Chest Pain especially behind the sternum.
2. Difficulty in swallowing food or while drinking fluids (Dysphagia).
3. A constant feeling of food stuck in the esophagus.
4. Severe pain after eating.
6. Acid reflux.
7. Weight loss.
8. Coughing sensations when patients lie down.
9. Experiencing aspirations (food and liquids that remain retained in the esophagus may be inhaled into the lungs).
1. As secondary to other medical conditions like the Chagas disease or Esophageal Cancer.
2. Hereditary reasons.
3. Autoimmune conditions.
4. Degeneration of nerves in the esophagus.
1. Esophageal Manometry – Esophageal manometry is one of the key procedures used to diagnose achalasia cardia. It consists of a catheter that is inserted to the nose. This instrument measures the muscle contractions in various parts of the esophagus while the patient is instructed to swallow multiple times thus revealing failure of the lower esophageal sphincter to relax.
2. Barium Swallow Radiography – This method of diagnosis requires the patient to swallow a barium solution before a continuous X-ray (fluoroscopy) is carried out. The x-ray allows the doctor to observe how the fluid flows through the esophagus.
3. Endoscopy – Endoscopy of the esophagus, stomach and the duodenum is usually carried out to check for cancerous growths. An endoscopy is performed with the help of a specialized instrument called an endoscope. The endoscope has a thin flexible tube with a tiny camera attached to one end. It is inserted into the mouth down the esophagus. The doctors can view magnified images on a monitor and use forceps or scissors on the instrument to remove some tissue for a biopsy.
1. Medication – Medication that helps reduce pressure on the lower esophageal sphincter may be prescribed. Botox treatment may be used to paralyze the muscles that cause the lower esophageal sphincter to stay closed.
2. Pneumatic Dilation – This method of treatment requires dilating or stretching the esophageal muscle fibers by placing a balloon inside the lower esophageal sphincter and inflating it forcefully. This helps the esophagus function better.

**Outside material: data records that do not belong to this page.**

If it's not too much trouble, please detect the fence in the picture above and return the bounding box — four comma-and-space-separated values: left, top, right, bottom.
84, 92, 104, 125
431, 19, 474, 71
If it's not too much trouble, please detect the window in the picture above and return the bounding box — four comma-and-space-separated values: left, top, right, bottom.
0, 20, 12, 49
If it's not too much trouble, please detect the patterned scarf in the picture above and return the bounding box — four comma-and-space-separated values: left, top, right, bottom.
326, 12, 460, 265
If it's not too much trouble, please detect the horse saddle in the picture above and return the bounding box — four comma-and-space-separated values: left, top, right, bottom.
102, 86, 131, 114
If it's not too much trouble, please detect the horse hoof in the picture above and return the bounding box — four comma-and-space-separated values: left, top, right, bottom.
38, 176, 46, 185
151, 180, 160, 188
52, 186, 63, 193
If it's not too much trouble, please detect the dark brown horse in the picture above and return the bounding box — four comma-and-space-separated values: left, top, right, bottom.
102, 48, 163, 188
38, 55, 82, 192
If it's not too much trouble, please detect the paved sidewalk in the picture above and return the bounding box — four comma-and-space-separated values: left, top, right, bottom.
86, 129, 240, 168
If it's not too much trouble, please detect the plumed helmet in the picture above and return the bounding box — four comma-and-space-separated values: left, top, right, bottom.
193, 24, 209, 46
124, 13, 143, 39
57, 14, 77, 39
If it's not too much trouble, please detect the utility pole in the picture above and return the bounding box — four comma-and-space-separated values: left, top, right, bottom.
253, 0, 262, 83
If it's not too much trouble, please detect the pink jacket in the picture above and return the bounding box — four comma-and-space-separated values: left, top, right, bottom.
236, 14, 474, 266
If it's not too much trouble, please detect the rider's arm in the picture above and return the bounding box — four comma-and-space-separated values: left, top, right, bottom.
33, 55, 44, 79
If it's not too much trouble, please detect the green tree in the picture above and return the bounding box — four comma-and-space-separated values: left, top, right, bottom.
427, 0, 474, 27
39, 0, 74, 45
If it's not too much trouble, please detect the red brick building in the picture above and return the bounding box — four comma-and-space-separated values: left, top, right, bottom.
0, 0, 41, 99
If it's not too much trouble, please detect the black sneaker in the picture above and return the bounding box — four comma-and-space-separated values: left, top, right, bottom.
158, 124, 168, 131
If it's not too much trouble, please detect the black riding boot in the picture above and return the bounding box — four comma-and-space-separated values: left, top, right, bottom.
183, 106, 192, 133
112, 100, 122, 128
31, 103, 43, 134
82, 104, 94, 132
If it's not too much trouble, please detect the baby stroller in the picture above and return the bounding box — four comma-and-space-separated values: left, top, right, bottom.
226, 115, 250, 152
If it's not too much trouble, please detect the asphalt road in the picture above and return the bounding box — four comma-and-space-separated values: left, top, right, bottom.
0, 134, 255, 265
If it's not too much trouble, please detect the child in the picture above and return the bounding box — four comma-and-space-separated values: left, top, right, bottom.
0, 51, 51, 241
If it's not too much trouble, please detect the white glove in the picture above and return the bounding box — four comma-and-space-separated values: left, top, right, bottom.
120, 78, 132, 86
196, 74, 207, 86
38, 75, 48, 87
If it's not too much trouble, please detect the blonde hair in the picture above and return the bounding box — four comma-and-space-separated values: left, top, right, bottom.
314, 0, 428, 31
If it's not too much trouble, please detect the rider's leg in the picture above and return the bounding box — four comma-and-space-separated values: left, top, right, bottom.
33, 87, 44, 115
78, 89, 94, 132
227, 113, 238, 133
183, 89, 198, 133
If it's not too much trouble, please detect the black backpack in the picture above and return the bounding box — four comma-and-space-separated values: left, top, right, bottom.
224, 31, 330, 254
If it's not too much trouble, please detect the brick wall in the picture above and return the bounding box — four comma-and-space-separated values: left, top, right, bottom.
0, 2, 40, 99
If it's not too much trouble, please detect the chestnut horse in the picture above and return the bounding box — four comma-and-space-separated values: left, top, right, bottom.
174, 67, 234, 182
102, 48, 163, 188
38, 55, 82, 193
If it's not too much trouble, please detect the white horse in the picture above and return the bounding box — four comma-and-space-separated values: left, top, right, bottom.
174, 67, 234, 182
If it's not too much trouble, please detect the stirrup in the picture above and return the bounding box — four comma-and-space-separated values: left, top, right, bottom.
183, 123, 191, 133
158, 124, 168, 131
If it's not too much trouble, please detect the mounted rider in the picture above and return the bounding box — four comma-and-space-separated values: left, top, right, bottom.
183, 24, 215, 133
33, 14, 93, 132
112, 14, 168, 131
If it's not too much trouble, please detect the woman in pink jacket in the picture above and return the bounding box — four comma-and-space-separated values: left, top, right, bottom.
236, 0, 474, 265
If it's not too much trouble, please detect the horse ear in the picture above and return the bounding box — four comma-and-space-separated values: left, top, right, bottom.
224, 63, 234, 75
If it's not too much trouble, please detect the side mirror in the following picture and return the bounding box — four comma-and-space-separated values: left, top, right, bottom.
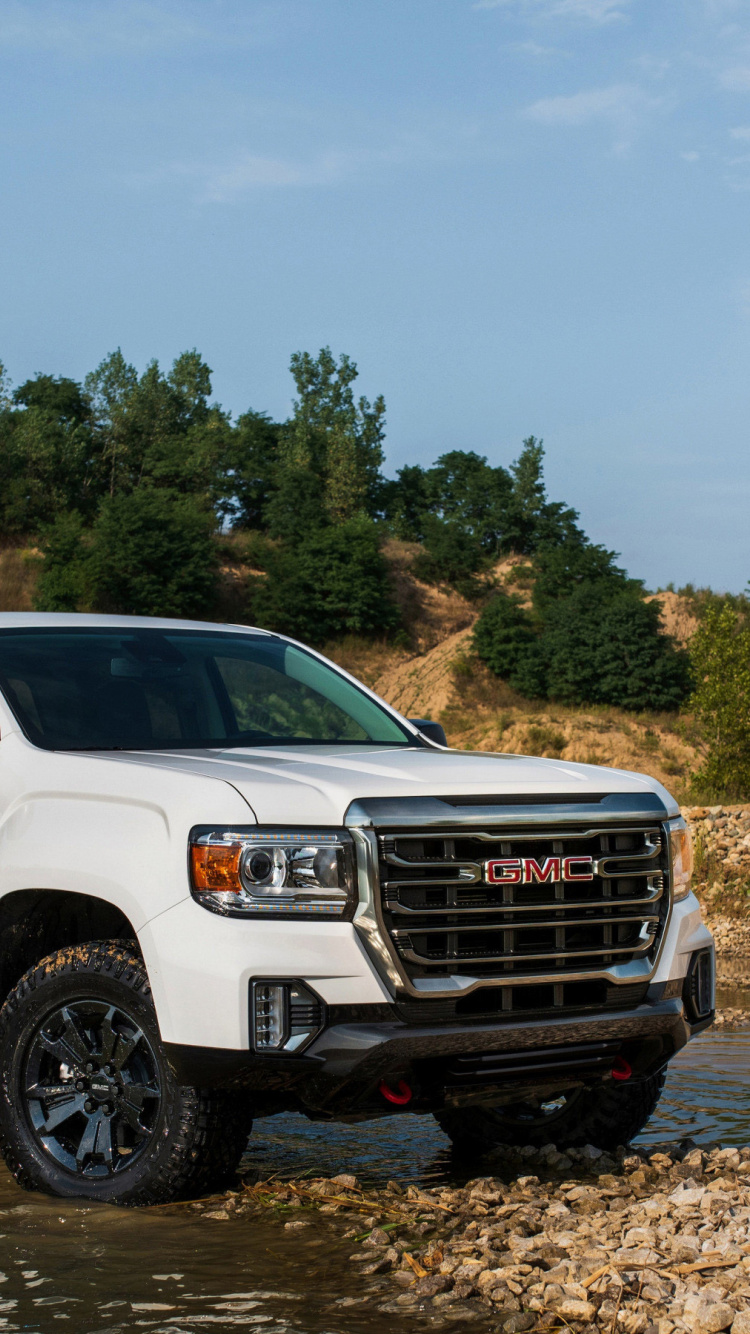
410, 718, 448, 746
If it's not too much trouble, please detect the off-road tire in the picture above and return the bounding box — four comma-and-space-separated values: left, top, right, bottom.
0, 940, 252, 1205
435, 1070, 666, 1158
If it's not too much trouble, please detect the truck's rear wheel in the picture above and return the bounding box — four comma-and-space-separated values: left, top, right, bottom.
436, 1071, 666, 1158
0, 942, 251, 1205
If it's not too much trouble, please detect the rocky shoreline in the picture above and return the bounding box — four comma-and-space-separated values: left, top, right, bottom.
181, 1141, 750, 1334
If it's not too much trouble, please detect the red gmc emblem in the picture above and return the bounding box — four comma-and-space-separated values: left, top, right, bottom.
484, 856, 594, 884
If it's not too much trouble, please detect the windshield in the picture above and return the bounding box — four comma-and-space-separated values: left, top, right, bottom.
0, 628, 411, 750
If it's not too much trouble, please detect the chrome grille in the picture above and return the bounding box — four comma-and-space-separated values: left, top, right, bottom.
378, 824, 669, 983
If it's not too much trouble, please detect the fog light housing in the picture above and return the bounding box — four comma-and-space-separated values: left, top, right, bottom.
682, 950, 714, 1023
250, 978, 324, 1055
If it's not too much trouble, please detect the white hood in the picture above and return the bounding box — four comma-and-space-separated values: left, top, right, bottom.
100, 746, 677, 824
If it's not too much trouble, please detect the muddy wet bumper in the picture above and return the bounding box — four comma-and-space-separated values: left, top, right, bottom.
168, 983, 713, 1119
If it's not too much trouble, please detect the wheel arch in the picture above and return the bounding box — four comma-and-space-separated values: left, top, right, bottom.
0, 890, 143, 1005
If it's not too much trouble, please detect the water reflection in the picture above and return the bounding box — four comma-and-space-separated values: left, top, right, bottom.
0, 1019, 750, 1334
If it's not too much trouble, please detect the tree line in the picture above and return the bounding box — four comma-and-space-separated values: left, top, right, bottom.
0, 348, 690, 710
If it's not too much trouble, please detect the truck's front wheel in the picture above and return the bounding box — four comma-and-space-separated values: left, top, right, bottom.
436, 1070, 666, 1158
0, 942, 251, 1205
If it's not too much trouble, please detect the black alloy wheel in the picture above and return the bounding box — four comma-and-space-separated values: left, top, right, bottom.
0, 940, 252, 1205
24, 996, 161, 1178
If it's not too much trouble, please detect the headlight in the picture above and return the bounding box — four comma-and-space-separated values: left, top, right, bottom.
190, 827, 356, 918
669, 816, 693, 903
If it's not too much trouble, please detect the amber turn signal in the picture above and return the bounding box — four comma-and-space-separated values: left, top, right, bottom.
190, 843, 242, 894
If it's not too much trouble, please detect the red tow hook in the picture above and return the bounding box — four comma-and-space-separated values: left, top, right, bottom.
378, 1079, 411, 1107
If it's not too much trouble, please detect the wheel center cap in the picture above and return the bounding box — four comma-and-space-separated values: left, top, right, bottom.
88, 1078, 115, 1102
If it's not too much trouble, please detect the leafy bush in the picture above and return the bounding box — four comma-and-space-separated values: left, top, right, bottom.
250, 518, 399, 644
33, 511, 89, 611
543, 583, 690, 711
88, 487, 216, 616
474, 578, 690, 711
474, 594, 547, 699
689, 603, 750, 800
412, 515, 484, 598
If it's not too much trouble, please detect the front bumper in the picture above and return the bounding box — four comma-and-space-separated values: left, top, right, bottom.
168, 984, 713, 1119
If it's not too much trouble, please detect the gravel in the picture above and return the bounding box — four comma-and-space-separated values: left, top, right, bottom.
183, 1139, 750, 1334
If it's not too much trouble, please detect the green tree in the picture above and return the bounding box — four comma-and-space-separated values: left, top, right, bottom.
85, 348, 232, 508
472, 592, 547, 699
250, 515, 399, 644
532, 535, 632, 616
84, 487, 216, 616
0, 375, 99, 536
687, 603, 750, 800
503, 435, 583, 555
411, 514, 486, 598
543, 580, 690, 711
226, 411, 282, 530
267, 347, 386, 538
33, 510, 91, 611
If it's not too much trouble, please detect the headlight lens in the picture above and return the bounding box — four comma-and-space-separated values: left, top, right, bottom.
190, 827, 356, 918
669, 816, 693, 903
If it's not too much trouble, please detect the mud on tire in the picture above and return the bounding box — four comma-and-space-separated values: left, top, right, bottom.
0, 940, 251, 1205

3. Pre-oral Endoscopic Myotomy – Also known as POEM, it is a Minimally Invasive Surgery that is similar to the Heller Myotomy. Here, an endoscope is inserted through the mouth to make a small incision made on the esophageal mucosa. The surgeon then divides the innermost circular muscle extends it through the lower esophageal sphincter to a few centimeters into the gastric muscle.
4. Heller’s Cardiomyotomy with Fundoplication – This surgery is carried out laparoscopically. It involves making a cut on the muscle layer that keeps the sphincter closed at all times. This cut is made along the length of the esophagus starting a little above the lower esophageal sphincter extending down to the stomach without damaging the mucosal layer. A partial wrap (Dor’s fundoplication) is then added to avoid excessive reflux in the esophagus. Laparoscopy provides for excellent visualization and much superior exposure compared to the previous conventional open surgery.